Bella didn’t press the point, though.

“I know you’re a Time Lord. The only one. There aren’t any others. All gone.”

“Hmm,” said the Doctor. “So there aren’t. Thanks for reminding me. And who told you that?”

“Uncle Jack said it. When I was staying with him and Uncle Ianto.” She leaned back and eyed the Doctor. “What’s a Time Lord?”

He looked at her carefully, but kept his tone light. “What do you think?”

She took a deep breath. “Well. Is it like how I can make the time rotor start with my eyes?”

“Weeeeell, not exactly. You’re a bit different from a Time Lord - for one thing, Mummy has one heart, and I have two, which means you have three. If I could do the time rotor thing with my eyes too, I wouldn’t have had to put a special temporal lock on it to stop you whirling us off to a different Wiggles concert every few minutes.” He paused. “Incidentally, I never want to see that green spotty dinosaur again. Besides, the anatomy’s just all wrong.”

“You’re from Gallifrey,” went on Bella, putting her hands around his neck. She sighed, a sad little sound. “No more Gallifrey.”

“Mm-hmm,” said the Doctor slowly, feeling a gut-deep twinge at the mere mention of the name. “Uncle Jack’s really been spouting off about me, hasn’t he? What happened to just playing fifty-first century Monopoly and eating lots and lots of ice cream until you were sick, like he said you were going to do?”

Bella looked at him knowingly.

“Gallifrey … with silver trees.”

“Yeah - what?” His voice became suddenly suspicious, deepening. “How do you know that?”

“And orange skies,” she continued in a sing-song voice.

The Doctor looked back at her sharply. Her eyes, round and blue like Donna's, were a little unfocused. He grabbed her by the chin and peered into them.

“Bella,” he said intensely. “Are you all right? How do you know that?”

“Orange skies,” she repeated. She paused. “Paddington … marmalade skies … kaleidoscope eyes … Bella in the sky with diamonds … sapphires … Midnight … anti-gravity … moonshine … twenties … Agatha … a … a … Donna …. a … a … no, Bella … Time War … jelly babies … bananas … cake …”

She stopped chanting and blinked, her eyes swimming back into focus. The Doctor stared, his face frozen. He knew what she was doing; he couldn’t help reading people’s thoughts sometimes either. He supposed he ought to have expected that his daughter might share his ability. Still, it came as a shock after so long without any contact with his people. For some reason, of which he was unsure, he was hesitant to tell Bella what she was doing. There was something a bit uncanny about it.

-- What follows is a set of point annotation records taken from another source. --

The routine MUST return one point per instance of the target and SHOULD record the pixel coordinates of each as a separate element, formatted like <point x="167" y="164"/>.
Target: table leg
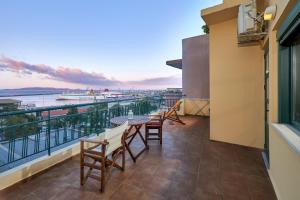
<point x="137" y="131"/>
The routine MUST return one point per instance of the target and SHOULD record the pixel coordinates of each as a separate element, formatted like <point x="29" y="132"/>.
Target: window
<point x="295" y="76"/>
<point x="289" y="69"/>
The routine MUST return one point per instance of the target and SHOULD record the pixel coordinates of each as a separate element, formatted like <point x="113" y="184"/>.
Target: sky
<point x="116" y="44"/>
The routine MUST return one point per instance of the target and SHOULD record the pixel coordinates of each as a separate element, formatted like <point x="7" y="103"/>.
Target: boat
<point x="90" y="95"/>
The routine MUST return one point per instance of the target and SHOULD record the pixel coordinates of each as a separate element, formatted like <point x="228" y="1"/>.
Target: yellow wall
<point x="196" y="106"/>
<point x="236" y="88"/>
<point x="237" y="105"/>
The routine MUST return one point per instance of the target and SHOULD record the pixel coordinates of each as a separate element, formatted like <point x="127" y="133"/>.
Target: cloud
<point x="75" y="75"/>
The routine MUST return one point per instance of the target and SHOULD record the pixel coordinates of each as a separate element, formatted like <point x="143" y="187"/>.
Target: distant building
<point x="9" y="104"/>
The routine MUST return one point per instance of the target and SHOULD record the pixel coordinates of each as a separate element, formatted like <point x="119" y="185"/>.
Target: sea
<point x="39" y="97"/>
<point x="44" y="100"/>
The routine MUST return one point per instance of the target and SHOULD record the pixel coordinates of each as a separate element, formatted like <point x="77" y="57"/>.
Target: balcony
<point x="187" y="166"/>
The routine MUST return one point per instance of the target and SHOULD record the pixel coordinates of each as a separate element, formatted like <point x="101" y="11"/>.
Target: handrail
<point x="23" y="138"/>
<point x="67" y="106"/>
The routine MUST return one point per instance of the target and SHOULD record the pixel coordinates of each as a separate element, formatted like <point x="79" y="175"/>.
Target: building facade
<point x="195" y="71"/>
<point x="254" y="91"/>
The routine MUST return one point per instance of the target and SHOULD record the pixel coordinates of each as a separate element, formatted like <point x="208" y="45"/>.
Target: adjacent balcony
<point x="187" y="166"/>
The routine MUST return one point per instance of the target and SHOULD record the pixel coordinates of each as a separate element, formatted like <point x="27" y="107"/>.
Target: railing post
<point x="48" y="134"/>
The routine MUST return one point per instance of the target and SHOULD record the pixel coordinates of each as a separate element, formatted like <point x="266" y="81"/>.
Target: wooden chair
<point x="156" y="123"/>
<point x="103" y="149"/>
<point x="172" y="115"/>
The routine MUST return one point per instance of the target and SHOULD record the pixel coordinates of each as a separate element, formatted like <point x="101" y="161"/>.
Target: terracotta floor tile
<point x="188" y="166"/>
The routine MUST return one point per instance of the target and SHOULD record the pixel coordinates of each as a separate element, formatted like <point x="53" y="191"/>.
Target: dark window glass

“Oh, I can hear your real name now,” she began. “It’s funny -”

“Yeah,” he said, cutting her off. “Just don’t tell Uncle Jack, whatever you do.”

Bella hopped off his lap with a little sigh, patting him on the knee. “We’ll discuss Paddington later,” she said, the Doctor stifling a chuckle at her unconscious imitation of Donna. “I’m going to go work on decoding the interfield feedback loop a bit more.” She trundled off with hands shoved in her pockets like him, tuft and curls bouncing.

The Doctor sat back soberly, turning his eyes up in thought. There was something else bothering him - what was it …

“Time War?” he suddenly said out loud, head snapping back to the door that Bella had just exited. “But I wasn’t thinking that … or was I?”

He scrunched his face up, pondering.

Then he shrugged philosophically and plucked the bookmark from Paddington, tossing it across the room, and reclined back on the couch with nose firmly planted once more in book. Outside, it began to thunder.